The layers of abstraction has also been kept way down. In fact, I wrote zero API middleware for this project. This leads to some code duplication, but it's very minor and just a couple lines here and there. I really wanted this to perform well at scale without spending a ton of money and I was willing to sacrifice some of my sanity to do it.

Performance also means you have to be very aware of your dependencies at runtime - like when you are fetching data from a source like a database. In FastComments we only ever ask Mongo for what we need (and yes, we're using MongoDB). Projections are used everywhere we fetch data - like SELECT a, b, c FROM in the SQL world - we tell MongooseJS to .select('a b c') everywhere we query objects. This helps scaling feature-wise. Increasing sizes of objects will still increase index size, but it won't
add overhead to our existing queries/features.

The main aspect of the product - fetching that comment list and rendering it - is fast even with Mongo because we just make a query like "get me all of the comments for this page id".
Mongo's doing very little in this scenario, and in fact I think most of our time is spent in serialization in the JS layer. That is one downside of using Mongoose for this, however it's still very fast.

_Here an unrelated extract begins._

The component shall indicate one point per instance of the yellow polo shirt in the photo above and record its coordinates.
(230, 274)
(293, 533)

So, Mongo works fine since we don't have to do many joins and where we do it's in less important areas
of the product like admin dashboards and such. Those pages still load very fast, which I'll get into, so I'm not worried.

Client side we use zero frameworks. That's required to keep the file size of the client below 15kb (it is 2.6kb gzipped at time of writing). This isn't very hard, even larger apps
like Github don't use client side frameworks anymore. document.querySelector/querySelectorAll works well enough to not need jQuery anymore.

The client library is a mix of raw HTML manipulation and a bunch of optimizations. Nothing fancy really, but that's the idea! You can read the source code here: https://fastcomments.com/js/comment-ui.js

In the admin dashboard (My Account, Analytics, Comment Moderation) we use mostly server-side rendering. EJS plays that role and it does it very well. The syntax integrates
well with Webstorm and it's pretty quick. SSR can be tricky with state management but since one goal is to keep the complexity down it results in very maintainable code.

I'm also hoping that people that have to use the admin dashboard - like for moderating comments - appreciate how fast it is.

When I say I use EJS, I mean I really use EJS. Also, since there is very little abstraction I've went with a very flat file structure in this project.
I have projects with lots of abstraction, very nested folders etc, so this was really some fresh air.

Deployment wise, FastComments uses the same Orchestrator that all WinrickLabs projects use. I haven't written about the Orchestrator yet but I will. It doesn't support autoscaling yet but that's coming soon.

There are lots more features coming too so keep an eye out for those :) I think the first one is going to be Avatars since every single competitor has that. I just have to make sure it doesn't slow things down.

Anyways it was really fun and nice to build something that had performance and usability in mind. Surprisingly we don't get enough of that today. I think that's going to change though. People are going to get tired of how slow their software is. Enjoy FastComments.